Entre varias muchas, hay unas condiciones que se espera cumplir para ser columnista de opinión; capacidad de síntesis, manejo de la sintaxis, disciplina para cumplir con la regularidad y criterio claro para abordar los temas. Cuando se me abrieron las páginas de opinión en este periódico, hace 17 meses, no saben ustedes la irresponsabilidad, o el tremendo voto de confianza del director, que apostó por la recepción de un texto mío con algún atisbo de coherencia y medianamente bien escrito, cada semana sin falta, con una opinión informada acerca de lo que se me viniera en gana.
Con excepciones, he cumplido. Me he visto tratando de sacar adelante el texto en medio de oficios profesionales y domésticos de toda índole, de alteraciones emocionales de toda calaña, en madrugadas y de trasnoche.
Sin decir que la acción de escribir sea mamey, lo más difícil de esta tarea suele ser decidir acerca de lo que se escribe. Aquí el abanico es infinito. Desde la mesa de negociaciones de La Habana hasta la sonda espacial Kepler, decidir un tema es ahondar en él, mirarlo por los lados, desde arriba, por debajo, optar por un enfoque, habilidades que no todos los días me acompañan, por las razones que sea y que no viene al caso comentar. Como esta semana.

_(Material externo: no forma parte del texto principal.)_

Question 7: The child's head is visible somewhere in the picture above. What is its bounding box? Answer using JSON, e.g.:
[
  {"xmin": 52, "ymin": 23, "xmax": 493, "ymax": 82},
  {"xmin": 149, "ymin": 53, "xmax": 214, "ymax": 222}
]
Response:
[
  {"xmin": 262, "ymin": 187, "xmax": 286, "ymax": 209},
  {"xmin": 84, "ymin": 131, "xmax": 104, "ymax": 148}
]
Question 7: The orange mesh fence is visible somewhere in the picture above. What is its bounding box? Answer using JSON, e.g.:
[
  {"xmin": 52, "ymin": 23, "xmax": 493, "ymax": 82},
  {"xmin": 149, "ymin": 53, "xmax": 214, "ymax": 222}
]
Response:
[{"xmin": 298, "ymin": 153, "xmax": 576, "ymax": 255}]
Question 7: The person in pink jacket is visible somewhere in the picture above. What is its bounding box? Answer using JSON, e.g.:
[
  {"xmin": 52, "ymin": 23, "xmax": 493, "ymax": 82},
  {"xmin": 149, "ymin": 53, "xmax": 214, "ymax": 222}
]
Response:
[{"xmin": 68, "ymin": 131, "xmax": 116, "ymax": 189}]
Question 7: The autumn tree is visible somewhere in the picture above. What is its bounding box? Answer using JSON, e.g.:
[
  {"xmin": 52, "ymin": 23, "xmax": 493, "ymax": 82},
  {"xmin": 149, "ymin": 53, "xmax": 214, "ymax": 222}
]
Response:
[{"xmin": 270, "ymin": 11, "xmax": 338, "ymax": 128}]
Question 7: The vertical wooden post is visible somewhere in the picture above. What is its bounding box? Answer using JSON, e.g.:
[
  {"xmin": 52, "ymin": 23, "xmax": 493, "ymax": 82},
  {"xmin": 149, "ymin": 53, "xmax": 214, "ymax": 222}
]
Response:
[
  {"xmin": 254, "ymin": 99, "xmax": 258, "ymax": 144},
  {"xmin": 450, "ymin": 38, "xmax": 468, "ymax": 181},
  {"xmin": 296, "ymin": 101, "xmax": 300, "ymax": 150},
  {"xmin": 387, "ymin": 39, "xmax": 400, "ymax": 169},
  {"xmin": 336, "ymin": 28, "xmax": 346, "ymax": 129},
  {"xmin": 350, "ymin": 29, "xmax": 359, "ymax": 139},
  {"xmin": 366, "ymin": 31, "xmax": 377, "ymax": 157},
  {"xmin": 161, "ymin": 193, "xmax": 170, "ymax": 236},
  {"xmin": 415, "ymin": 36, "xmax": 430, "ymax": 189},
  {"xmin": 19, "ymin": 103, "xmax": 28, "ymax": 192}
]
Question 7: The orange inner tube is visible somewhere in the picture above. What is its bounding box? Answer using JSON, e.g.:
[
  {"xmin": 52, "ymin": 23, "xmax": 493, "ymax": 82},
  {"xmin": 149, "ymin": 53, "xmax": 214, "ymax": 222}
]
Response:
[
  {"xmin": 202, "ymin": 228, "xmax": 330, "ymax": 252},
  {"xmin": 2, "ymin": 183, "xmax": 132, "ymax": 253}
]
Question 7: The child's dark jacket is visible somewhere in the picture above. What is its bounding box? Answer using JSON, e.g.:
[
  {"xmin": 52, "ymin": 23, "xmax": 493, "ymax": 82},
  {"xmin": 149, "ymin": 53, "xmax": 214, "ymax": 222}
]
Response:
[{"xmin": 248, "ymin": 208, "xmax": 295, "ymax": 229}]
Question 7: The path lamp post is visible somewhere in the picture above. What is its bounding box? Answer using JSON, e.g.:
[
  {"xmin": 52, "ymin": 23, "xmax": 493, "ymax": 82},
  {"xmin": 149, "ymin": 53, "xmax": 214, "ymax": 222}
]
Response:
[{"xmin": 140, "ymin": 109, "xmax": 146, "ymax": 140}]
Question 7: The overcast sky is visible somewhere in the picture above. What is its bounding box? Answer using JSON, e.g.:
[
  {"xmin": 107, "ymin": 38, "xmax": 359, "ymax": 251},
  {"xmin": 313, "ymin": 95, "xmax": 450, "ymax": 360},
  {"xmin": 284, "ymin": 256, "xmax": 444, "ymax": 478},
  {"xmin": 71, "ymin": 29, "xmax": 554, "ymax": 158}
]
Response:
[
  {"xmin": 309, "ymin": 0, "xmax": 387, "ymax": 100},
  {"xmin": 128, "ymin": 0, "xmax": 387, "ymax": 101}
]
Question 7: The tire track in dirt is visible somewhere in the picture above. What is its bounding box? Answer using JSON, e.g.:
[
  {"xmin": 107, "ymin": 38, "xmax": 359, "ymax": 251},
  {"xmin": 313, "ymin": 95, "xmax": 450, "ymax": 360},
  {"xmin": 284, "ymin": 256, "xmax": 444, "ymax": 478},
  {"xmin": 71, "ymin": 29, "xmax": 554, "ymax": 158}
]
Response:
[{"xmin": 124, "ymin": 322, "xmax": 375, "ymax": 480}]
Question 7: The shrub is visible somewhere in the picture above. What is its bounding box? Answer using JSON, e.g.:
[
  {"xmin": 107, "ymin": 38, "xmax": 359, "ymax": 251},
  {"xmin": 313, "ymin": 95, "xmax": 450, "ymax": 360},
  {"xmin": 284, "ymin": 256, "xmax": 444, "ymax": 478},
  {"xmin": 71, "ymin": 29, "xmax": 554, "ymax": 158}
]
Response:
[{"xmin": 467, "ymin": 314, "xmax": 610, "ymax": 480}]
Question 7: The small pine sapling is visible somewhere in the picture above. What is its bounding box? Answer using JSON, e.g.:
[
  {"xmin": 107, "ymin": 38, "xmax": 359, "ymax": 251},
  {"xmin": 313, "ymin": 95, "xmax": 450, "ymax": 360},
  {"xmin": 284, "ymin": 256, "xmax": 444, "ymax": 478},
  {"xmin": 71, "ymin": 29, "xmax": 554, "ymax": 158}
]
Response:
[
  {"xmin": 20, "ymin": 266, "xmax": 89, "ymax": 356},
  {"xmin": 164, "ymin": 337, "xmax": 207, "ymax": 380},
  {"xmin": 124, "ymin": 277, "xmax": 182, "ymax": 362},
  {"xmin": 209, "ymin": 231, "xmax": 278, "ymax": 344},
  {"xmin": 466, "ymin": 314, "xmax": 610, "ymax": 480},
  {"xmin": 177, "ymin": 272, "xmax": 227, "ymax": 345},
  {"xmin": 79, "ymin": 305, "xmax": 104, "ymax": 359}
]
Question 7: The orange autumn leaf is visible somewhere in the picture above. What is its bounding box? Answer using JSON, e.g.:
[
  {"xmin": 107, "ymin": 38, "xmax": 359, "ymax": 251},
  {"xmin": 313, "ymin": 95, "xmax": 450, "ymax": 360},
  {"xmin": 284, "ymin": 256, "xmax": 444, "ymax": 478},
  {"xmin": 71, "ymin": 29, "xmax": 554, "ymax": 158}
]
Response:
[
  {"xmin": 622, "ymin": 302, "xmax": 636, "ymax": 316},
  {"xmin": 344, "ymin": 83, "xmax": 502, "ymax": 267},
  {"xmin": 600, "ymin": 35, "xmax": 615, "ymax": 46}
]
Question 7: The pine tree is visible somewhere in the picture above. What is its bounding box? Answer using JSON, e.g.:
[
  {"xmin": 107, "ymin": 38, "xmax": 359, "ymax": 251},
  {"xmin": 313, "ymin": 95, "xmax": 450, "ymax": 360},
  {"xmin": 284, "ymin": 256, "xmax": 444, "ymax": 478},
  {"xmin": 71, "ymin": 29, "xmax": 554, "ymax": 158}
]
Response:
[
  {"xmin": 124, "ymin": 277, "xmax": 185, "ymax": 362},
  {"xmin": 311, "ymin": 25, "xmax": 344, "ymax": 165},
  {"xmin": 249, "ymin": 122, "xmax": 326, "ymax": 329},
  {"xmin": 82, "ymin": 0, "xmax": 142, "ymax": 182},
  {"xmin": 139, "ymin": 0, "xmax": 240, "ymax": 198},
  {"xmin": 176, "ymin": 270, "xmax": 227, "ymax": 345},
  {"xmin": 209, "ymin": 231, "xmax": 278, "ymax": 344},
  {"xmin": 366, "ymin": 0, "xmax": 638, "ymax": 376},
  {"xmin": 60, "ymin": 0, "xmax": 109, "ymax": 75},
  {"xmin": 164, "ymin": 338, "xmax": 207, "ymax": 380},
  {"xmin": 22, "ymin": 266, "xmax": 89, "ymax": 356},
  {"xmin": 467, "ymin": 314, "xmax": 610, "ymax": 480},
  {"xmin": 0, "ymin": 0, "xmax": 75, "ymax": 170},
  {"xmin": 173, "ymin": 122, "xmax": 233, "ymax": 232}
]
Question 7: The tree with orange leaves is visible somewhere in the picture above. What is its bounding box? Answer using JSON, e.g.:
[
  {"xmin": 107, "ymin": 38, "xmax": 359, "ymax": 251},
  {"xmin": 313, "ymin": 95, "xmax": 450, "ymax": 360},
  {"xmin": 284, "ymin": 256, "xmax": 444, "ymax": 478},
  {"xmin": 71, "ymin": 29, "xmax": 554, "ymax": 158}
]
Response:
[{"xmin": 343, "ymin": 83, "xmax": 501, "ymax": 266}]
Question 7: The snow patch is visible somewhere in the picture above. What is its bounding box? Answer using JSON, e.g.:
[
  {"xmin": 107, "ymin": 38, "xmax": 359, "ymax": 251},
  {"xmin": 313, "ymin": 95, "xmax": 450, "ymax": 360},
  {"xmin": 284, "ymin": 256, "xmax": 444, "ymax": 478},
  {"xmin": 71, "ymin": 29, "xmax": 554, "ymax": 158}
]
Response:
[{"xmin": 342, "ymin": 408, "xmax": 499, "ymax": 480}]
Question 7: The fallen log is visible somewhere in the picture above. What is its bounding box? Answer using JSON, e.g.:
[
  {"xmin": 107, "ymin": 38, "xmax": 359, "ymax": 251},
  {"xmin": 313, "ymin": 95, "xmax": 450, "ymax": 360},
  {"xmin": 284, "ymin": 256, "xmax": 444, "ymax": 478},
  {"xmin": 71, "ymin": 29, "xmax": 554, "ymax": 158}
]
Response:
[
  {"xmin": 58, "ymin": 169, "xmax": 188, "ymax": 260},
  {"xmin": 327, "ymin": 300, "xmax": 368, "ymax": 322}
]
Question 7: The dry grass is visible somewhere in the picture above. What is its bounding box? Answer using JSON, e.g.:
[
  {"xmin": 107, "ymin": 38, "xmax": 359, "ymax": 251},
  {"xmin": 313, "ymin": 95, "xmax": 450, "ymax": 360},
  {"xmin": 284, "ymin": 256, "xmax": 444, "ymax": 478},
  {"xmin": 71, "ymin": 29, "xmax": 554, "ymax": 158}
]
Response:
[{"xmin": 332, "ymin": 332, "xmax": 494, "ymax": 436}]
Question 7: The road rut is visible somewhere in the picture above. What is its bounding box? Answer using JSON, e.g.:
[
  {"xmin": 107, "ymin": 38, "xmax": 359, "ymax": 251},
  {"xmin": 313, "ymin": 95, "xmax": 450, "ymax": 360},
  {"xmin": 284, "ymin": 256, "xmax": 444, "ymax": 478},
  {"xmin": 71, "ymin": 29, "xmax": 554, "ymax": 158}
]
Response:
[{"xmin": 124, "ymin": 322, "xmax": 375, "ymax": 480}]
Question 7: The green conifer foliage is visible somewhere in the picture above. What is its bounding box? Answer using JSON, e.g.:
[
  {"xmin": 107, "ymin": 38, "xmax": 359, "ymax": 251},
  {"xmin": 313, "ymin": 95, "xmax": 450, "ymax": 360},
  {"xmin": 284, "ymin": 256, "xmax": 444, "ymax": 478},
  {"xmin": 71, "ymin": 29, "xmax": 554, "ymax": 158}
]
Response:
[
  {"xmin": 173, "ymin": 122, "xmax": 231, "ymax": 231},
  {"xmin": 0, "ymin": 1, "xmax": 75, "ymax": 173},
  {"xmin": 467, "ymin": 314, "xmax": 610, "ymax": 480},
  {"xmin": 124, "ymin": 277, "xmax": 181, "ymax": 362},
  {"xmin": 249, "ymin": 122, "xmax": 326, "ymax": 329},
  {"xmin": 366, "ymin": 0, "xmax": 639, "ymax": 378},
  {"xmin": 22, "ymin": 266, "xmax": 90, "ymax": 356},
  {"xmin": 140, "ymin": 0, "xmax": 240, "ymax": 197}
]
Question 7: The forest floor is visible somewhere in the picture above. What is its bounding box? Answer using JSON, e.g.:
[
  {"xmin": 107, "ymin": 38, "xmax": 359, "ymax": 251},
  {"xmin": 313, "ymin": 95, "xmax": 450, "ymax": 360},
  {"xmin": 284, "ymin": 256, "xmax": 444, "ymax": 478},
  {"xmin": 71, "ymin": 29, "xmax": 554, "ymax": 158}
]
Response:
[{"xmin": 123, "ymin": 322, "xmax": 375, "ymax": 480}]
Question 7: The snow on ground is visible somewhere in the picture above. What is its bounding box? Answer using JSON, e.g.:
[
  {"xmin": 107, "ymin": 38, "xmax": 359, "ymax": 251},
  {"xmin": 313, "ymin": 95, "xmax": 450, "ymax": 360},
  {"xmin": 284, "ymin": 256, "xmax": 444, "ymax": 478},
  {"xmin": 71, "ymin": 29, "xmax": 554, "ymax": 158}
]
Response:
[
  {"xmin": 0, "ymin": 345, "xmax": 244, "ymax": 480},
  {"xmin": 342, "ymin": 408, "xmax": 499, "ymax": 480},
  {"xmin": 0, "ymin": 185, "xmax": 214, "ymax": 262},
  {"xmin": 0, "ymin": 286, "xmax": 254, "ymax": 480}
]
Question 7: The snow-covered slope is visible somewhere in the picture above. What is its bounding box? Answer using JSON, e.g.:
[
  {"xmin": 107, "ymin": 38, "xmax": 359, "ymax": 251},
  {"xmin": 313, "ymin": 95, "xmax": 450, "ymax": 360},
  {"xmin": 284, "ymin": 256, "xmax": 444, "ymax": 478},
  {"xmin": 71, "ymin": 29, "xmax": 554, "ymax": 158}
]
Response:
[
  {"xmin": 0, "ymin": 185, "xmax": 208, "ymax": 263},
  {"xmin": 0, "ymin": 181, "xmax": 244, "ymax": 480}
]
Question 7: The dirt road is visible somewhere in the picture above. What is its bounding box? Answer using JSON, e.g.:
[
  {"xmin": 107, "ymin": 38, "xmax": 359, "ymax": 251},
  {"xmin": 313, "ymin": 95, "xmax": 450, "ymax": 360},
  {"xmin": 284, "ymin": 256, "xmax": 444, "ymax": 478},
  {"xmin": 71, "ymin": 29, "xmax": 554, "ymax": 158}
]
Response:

El martes pensé en un tema, el miércoles lo cambié, el jueves apareció otro, que el viernes se me escapó. Y no es que los considere irrelevantes, por el contrario. En una semana ocurren muchas cosas que tienen el suficiente mérito para ser parte de esta conversación semanal que tenemos, usted y yo. El problema es que a veces se me daña el “escogedero”.
Esta semana podría haber recordado, como cada 13 de agosto, que Jaime Garzón no está porque unos sicarios lo asesinaron una mañana hace 16 años cuando iba en su camioneta para la cabina de R@dionet. Como muchas personas, revivo el momento exacto cuando supe de su muerte, mi propio corrientazo de dolor y el golpe traumático colectivo que salió de allá, de lo profundo del alma nacional, ese mismo lugar donde él se nos instaló a golpe de hacernos reír de nuestras desgracias.
Podría haberme asomado a la mesa de La Habana, a los debates que se dan acerca del camino para ratificar y reglamentar los acuerdos que ahí se firmen. Y del Presidente Santos, que lanza ideas sin sustento real y le entrega así, a cada quien, el derecho a interpretar como se le antoje lo que él dice. Esta semana surgió, entre las palabrejas complejas de Constituyente, referendo o consulta popular, el Congresito. Una comisión legislativa con ese nombre de cosa chiquita, que evoca a parlamentarios eunucos, hizo en 1991 el tránsito legislativo de la Constituyente hacia el Congreso y reglamentó, entre otras, la acción de tutela. El diminutivo que carga no se compadece con su enorme capacidad de transformar nuestro futuro político y la garantía de nuestros derechos.
El tema, aunque interesante, es denso y árido, y necesita un hervor. Seguramente abra un archivo con el nombre de Congresito, para ir tomando notas por si acaso algún viernes de madrugada me veo nuevamente ante la indecisión acerca de qué tema abordar en la columna, y el asunto ha trascendido de la categoría “globo al aire” a la dinámica de elección del mecanismo.
Si se trata entonces de hablar de lo que realmente ocurre, esta semana debería escribir acerca de las multitudes que se congregan para bailar y gozar. En Bogotá, Rock al Parque; en Cali, el Petronio Álvarez. De la guitarra eléctrica a la marimba de chonta, de la esencia dark metalera a los arrullos del canalete del pacífico, habría escrito una columna sobre el enorme poder de la música que aglomera a la gente para brindarle inmensos momentos de felicidad. Sobre la diversidad en la que nos reconocemos gracias a estos encuentros alrededor de la música, uno de los placeres para el espíritu.
Otro de ellos es el de la cocina. Popayán ya se alista para la edición XIII del Congreso Gastronómico y ofrecer tres días de sabores y saberes; convoca a degustar alrededor de la buena mesa la fusión que crean las cocinas de los inmigrantes, y a reconocer en el gusto de comer, el peso de las tradiciones culinarias en la formación de nuestra cultura. El gastronómico es un tema sustancioso, carnudo, aromático, que tampoco logré esta semana concretar para esta charla.
En este ejercicio de opinar sobre algo, muchas cosas son relevantes, pero ameritan una doble cocción antes de pasarlas a la mesa. Es el tiempo, estrictamente corto, el que hace tan difícil en ocasiones ahondar sobre un tema. Dejemos así, y hagamos de cuenta que esta semana sí logré sacar una columna coherente y completa.